I don’t think it really hit that I was in for a once in a life-time experience until I was flying over Patagonia on the way to Punta Arenas and saw the Andes breaking through the cloud cover. This is my first scientific cruise and the longest time I’ve ever spent out at sea. Needless to say I was a bit concerned having heard stories of the violent weather and high seas of the Drake Passage as well as the intense cold I was most likely going to experience being so close to Antarctica. The nervousness left relatively quickly, however, once the work began and we had set sail.
Being able to be a part of the many different research goals while being on the same ship and working cooperatively with different fields of study has been one of the most rewarding experiences I’ve had so far on the Nathaniel B. Palmer.

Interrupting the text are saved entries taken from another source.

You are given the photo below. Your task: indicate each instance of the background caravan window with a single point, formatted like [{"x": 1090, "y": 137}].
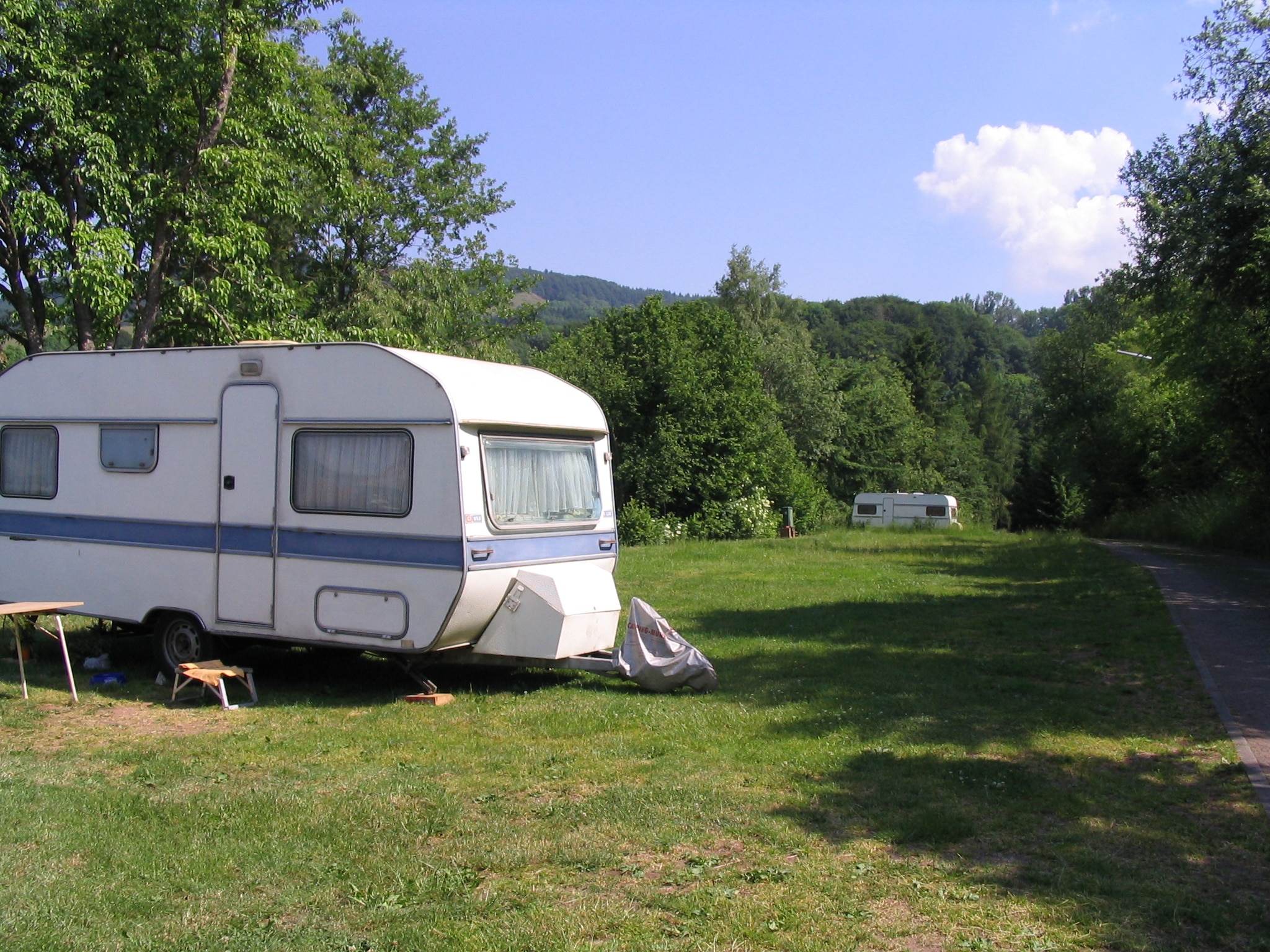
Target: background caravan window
[
  {"x": 540, "y": 482},
  {"x": 130, "y": 448},
  {"x": 360, "y": 472},
  {"x": 29, "y": 461}
]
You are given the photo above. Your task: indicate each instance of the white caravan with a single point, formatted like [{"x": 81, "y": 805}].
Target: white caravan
[
  {"x": 905, "y": 509},
  {"x": 324, "y": 494}
]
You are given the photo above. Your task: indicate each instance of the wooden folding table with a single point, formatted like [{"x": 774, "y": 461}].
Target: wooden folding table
[{"x": 35, "y": 609}]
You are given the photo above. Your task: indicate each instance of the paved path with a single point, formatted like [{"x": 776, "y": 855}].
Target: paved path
[{"x": 1222, "y": 606}]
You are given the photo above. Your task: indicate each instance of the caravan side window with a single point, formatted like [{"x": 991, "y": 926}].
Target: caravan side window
[
  {"x": 130, "y": 448},
  {"x": 356, "y": 472},
  {"x": 29, "y": 462}
]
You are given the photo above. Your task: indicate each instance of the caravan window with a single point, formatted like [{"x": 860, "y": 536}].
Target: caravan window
[
  {"x": 540, "y": 482},
  {"x": 29, "y": 462},
  {"x": 130, "y": 448},
  {"x": 358, "y": 472}
]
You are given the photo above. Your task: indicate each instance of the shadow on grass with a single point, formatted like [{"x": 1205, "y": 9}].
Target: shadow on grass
[{"x": 285, "y": 676}]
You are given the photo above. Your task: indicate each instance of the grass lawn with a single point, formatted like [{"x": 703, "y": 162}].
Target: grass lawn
[{"x": 921, "y": 742}]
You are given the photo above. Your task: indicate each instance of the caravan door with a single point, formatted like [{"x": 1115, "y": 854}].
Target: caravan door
[
  {"x": 248, "y": 516},
  {"x": 888, "y": 511}
]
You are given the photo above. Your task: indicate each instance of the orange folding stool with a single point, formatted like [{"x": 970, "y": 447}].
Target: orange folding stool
[{"x": 214, "y": 674}]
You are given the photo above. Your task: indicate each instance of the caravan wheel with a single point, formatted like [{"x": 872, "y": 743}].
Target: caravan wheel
[{"x": 178, "y": 640}]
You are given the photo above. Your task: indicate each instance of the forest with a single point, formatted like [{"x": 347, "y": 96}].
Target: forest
[{"x": 189, "y": 173}]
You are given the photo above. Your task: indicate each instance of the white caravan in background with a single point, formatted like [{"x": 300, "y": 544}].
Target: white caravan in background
[
  {"x": 324, "y": 494},
  {"x": 905, "y": 509}
]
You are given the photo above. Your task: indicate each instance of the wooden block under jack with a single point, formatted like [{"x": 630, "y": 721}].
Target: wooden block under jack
[{"x": 435, "y": 700}]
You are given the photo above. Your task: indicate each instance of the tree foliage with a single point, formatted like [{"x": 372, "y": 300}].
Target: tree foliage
[
  {"x": 1202, "y": 239},
  {"x": 694, "y": 428},
  {"x": 186, "y": 170}
]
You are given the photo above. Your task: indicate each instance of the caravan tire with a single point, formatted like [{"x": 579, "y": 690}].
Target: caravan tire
[{"x": 179, "y": 639}]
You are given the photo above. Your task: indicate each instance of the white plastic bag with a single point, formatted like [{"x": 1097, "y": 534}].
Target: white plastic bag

The size of the crew requires that everyone on shift be prepared to help one another with whatever needs to be done, regardless of previous experience. Although my main focus lies in collecting, identifying, and storing the organisms we find using Blake trawls and Heine Dredges I have been introduced to a wide array of other jobs while on shift. I have helped collect and subsample fossil corals brought in from Heine dredges as well as gain a basic understanding of the multibeam program CARIS we use for underwater mapping. The theme of cooperation is omnipresent on the ship and we often find ourselves helping the Marine Technicians whenever we can while on deck to help with safety or help ease the load of bringing in a Box-Core Sample.
Working and collaborating together on the same team with many different goals has been an eye opening experience for me. Many of the biological samples collected will go to other scientists, whose research focuses and depends on the specific organisms we collect while on our cruise. There has been a general feeling of camaraderie on the ship with many laughs to be had and a common goal to do the best we can in order to help one another. Overall the experience has been a great one and I look forward to the next half of the cruise being as good, if not better than the first half.
Weather: temperature 36 °F, windchill 10 °F, windspeed 20-30 knots, clouds, high seas and big swell!
A Bayergorgia ocotocoral collected in one of the trawls, one of Sebastian’s more memorable creatures (S. Valez)
Meanwhile, after a few days of strong winds, the seas have become very high, with a few dramatic moments on the back deck. Here, Sandy and Skip recover a damaged dredge (R. Waller).